Thursday, June 28, 2012

Put service tax on NRI remittances on hold: Tharoor


Parliamentarian Shashi Tharoor has sought Prime Minister Manmohan Singh’s intervention to put on hold the proposal for imposing service tax on overseas remittances fees levied by banks that takes effect on July 1.

In a letter to the prime minister, the former UN undersecretary general said a more detailed examination of the adverse implications of the move, especially for the millions of non-resident Keralities working in ordinary jobs in the Gulf region, was needed.

“It has generated tremendous resentment across Kerala,” Tharoor said.

“This is a shortsighted measure which risks diverting remittances to hawala channels and tempting otherwise law-abiding citizens to indulge in undesirable malpractices. At a time when the country needs to attract inward remittances and investment, any measure which discourages these should not be contemplated.”

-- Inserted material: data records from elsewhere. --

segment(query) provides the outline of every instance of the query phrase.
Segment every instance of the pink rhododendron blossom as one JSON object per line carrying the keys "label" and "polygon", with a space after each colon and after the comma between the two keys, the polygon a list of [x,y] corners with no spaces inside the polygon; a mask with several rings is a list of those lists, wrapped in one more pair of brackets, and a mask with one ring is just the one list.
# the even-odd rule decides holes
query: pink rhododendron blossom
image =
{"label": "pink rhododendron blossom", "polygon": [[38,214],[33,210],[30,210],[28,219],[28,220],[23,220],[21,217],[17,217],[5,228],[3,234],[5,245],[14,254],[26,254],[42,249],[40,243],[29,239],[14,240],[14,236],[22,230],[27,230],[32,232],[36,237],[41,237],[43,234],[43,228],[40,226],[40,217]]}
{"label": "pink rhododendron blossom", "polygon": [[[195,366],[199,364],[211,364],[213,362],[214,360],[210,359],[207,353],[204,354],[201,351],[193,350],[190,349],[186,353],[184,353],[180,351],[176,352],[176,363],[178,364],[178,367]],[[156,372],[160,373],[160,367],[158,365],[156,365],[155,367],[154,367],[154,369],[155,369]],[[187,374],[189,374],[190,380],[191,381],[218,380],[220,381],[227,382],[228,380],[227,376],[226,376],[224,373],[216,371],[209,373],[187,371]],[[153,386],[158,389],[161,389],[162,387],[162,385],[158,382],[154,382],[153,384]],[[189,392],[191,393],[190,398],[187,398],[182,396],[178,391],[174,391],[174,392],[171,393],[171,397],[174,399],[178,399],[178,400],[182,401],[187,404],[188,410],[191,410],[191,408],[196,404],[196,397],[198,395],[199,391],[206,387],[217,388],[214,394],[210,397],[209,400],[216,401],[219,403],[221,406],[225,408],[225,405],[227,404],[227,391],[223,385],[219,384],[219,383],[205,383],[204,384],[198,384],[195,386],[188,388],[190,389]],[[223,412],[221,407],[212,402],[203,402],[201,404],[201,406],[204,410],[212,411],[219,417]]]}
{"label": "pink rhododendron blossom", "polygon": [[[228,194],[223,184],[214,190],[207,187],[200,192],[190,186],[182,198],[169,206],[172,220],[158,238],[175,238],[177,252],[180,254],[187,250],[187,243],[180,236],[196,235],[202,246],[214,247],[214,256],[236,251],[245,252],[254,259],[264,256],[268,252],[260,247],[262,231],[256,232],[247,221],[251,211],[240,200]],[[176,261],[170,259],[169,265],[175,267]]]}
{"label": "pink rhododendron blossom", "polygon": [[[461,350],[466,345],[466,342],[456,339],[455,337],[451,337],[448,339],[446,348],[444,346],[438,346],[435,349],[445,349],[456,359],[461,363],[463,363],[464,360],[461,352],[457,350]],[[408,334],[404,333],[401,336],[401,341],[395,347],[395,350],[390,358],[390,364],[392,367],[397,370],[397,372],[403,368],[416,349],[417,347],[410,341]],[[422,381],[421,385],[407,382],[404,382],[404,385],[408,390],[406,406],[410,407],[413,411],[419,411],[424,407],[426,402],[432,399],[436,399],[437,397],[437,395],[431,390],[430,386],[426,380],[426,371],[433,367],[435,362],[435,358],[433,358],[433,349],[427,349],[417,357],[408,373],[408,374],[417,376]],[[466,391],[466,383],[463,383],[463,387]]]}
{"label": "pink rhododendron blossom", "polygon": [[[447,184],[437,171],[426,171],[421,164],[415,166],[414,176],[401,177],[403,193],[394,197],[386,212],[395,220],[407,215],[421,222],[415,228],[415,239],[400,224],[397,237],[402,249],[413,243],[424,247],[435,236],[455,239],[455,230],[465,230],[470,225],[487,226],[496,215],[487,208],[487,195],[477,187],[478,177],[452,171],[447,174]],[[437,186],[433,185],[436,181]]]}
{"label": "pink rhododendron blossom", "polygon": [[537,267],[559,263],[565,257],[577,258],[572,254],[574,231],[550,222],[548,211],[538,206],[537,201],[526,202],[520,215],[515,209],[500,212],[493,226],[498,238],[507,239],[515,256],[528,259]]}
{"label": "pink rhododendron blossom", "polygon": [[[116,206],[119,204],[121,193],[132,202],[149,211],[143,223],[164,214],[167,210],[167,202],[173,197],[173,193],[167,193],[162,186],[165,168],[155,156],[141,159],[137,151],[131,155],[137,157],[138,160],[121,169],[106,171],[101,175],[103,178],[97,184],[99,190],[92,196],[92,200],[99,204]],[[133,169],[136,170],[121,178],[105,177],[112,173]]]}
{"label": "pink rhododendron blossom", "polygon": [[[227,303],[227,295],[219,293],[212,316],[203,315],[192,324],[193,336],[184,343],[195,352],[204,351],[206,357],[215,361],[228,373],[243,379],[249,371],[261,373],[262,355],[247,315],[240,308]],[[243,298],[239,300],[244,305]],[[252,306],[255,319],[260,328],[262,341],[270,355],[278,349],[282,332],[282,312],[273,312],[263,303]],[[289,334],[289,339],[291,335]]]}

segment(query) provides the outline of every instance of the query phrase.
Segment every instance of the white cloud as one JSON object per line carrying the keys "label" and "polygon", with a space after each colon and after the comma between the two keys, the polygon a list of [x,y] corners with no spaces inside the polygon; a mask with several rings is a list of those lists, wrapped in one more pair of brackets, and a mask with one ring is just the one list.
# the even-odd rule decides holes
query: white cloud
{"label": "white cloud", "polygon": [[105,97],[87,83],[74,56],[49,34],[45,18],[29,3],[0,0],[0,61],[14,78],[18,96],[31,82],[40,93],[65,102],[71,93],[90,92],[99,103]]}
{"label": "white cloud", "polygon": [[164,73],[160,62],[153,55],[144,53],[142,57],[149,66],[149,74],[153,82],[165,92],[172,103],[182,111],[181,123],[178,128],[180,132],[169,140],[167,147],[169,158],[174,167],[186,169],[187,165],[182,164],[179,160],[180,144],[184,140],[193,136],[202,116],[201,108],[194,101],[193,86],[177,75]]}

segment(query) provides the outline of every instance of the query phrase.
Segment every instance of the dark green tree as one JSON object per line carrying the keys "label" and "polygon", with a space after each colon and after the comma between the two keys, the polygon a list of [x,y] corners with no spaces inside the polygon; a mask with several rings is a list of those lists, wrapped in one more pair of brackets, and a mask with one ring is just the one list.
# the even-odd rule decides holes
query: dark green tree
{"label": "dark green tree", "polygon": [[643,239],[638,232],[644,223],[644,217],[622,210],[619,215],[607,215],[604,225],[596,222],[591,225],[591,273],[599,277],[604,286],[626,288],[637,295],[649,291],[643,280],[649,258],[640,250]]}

India proposes to charge 12.36 per cent service tax, including additional cess on it, on the fees paid to banks while sending money back home.

This service tax will be deducted from the remittances sent by the diaspora.


More than $63billion comes to India annually in remittances which accounts for more than 3 per cent of India’s GDP which helps reducing the current account deficit.

“There must be a service tax on everything but I don’t know how it’s going to fall on the Non-Resident Indians. The finance minister will look into how it is going to impact overseas remittances,” Home Minister P. Chidambaram said while addressing a joint news conference here along with Information and Broadcasting Minister Ambika Soni and Law and Minority Affairs Minister Salman Khurshid. The proposed service tax is, however, not the tax on the total amount remitted, as it is widely being spread in the social media.

The tax is applicable only on the bank charges, which will be passed on to the customers.

However, experts say the levy of service tax on money transfer-related services would act as a disincentive for NRI remittances and lead to reduced inflows, which has been falling since 2008 due to economic downturn.

It is feared that any reduction in NRI remittances would reduce the disposable income of the dependents and impact development in the respective states.